Beatrice Teodoro Oshika poses at Machu Picchu.

 

Graduating class: BA 1963, MA 1964, PhD 1973
Dissertation advisor: William Gedney

Student Involvement and Activities
The 1960s were a heady time to be a student at Michigan. I worked on the Michigan Daily, a true high point of my undergrad life, and was active in the civil rights movement. As a graduate student I took full advantage of the broad interdisciplinary choices that were available on campus and that were encouraged by the Linguistics Department, including courses from the Southeast Asian Studies Center and the Communication Sciences Laboratory and Graduate Program.  

Since Graduating from U-M
After I left campus I eventually ended up in California working in a research lab founded by Gordon Peterson, former director of the CommSci program (which later evolved into the Computer Science program).  When he learned in the mid-1960s that he had just a few years to live, he left U-M and took his research group to California, driving up the coast until establishing a lab in Santa Barbara. I arrived at the lab after his passing, but fortunately the other members of the research group had good memories of me and hired me. I always use this fact when advising students:  at any moment in time, do your best and treat your colleagues with respect, you never know when, and in what role, they may reappear in your professional life. The lab had government grants in speech and signal processing, and while working there I gained experience in speech recognition/synthesis, which formed the basis for the rest of my career.  Over 40 years I toggled between academe (U. Wisconsin-Milwaukee, Portland State University) and industry (Burroughs/Unisys, Sparta, MITRE), retiring from MITRE in 2011.

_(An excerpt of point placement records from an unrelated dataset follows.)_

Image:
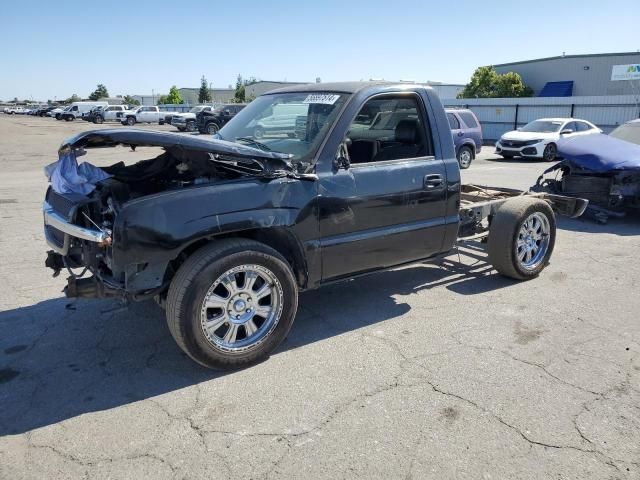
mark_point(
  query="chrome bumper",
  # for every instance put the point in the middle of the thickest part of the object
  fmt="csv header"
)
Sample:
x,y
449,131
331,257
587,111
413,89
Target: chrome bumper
x,y
57,221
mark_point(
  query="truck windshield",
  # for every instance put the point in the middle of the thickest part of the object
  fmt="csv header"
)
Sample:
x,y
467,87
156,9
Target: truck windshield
x,y
542,126
293,123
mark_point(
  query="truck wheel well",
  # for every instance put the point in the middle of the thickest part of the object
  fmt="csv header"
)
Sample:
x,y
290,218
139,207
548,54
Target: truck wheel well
x,y
277,238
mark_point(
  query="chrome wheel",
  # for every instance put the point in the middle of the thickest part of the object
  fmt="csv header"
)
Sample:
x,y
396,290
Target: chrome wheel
x,y
241,308
532,242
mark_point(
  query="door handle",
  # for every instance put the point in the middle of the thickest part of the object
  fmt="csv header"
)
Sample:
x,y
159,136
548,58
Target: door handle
x,y
434,181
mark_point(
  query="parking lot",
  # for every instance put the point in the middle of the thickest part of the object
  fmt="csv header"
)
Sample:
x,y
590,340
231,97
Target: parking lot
x,y
442,370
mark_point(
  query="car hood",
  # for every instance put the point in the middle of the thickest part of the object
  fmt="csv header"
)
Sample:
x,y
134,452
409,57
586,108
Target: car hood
x,y
525,136
599,153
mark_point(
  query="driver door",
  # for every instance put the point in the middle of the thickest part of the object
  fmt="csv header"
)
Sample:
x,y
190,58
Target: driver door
x,y
388,206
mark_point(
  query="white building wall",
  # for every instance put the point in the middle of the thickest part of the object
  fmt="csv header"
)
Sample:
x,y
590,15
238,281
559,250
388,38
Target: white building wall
x,y
591,74
498,115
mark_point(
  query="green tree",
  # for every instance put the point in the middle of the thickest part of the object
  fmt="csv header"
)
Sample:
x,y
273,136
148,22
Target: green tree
x,y
99,92
129,100
204,95
174,96
487,83
239,96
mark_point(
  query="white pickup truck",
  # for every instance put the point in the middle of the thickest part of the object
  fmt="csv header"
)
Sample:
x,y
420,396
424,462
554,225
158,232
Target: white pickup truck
x,y
187,121
142,115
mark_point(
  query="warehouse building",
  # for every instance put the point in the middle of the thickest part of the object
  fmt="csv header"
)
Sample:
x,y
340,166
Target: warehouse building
x,y
579,75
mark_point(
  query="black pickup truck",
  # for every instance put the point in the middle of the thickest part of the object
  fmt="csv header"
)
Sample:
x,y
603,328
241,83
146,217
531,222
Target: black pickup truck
x,y
225,232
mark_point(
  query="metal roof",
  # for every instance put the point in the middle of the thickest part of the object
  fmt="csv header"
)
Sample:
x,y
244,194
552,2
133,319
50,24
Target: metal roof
x,y
338,87
560,57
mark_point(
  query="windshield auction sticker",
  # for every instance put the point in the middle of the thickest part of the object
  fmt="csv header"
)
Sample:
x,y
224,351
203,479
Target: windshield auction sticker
x,y
325,98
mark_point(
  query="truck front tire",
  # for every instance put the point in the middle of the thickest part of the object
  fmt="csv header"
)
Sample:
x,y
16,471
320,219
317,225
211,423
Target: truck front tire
x,y
232,303
522,235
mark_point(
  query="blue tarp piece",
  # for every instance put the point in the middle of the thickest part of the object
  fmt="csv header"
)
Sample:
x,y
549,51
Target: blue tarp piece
x,y
600,153
557,89
69,177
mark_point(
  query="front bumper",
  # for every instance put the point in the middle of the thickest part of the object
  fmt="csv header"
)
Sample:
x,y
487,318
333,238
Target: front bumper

Career Path and Influence of U-M Linguistics Degree 
My U-M education was the foundation of my life and my family's life, starting with my mother who came to Ann Arbor in 1933 from the Philippines as a Barbour Scholar. My family earned a dozen Michigan degrees and enjoyed great professional and personal fulfillment because of our academic backgrounds. We have been fortunate to be able to express our gratitude with scholarships and other gifts, and I was especially glad to actually meet a couple of scholarship recipients in 2019. A U-M education is the best investment ever, thank you Michigan!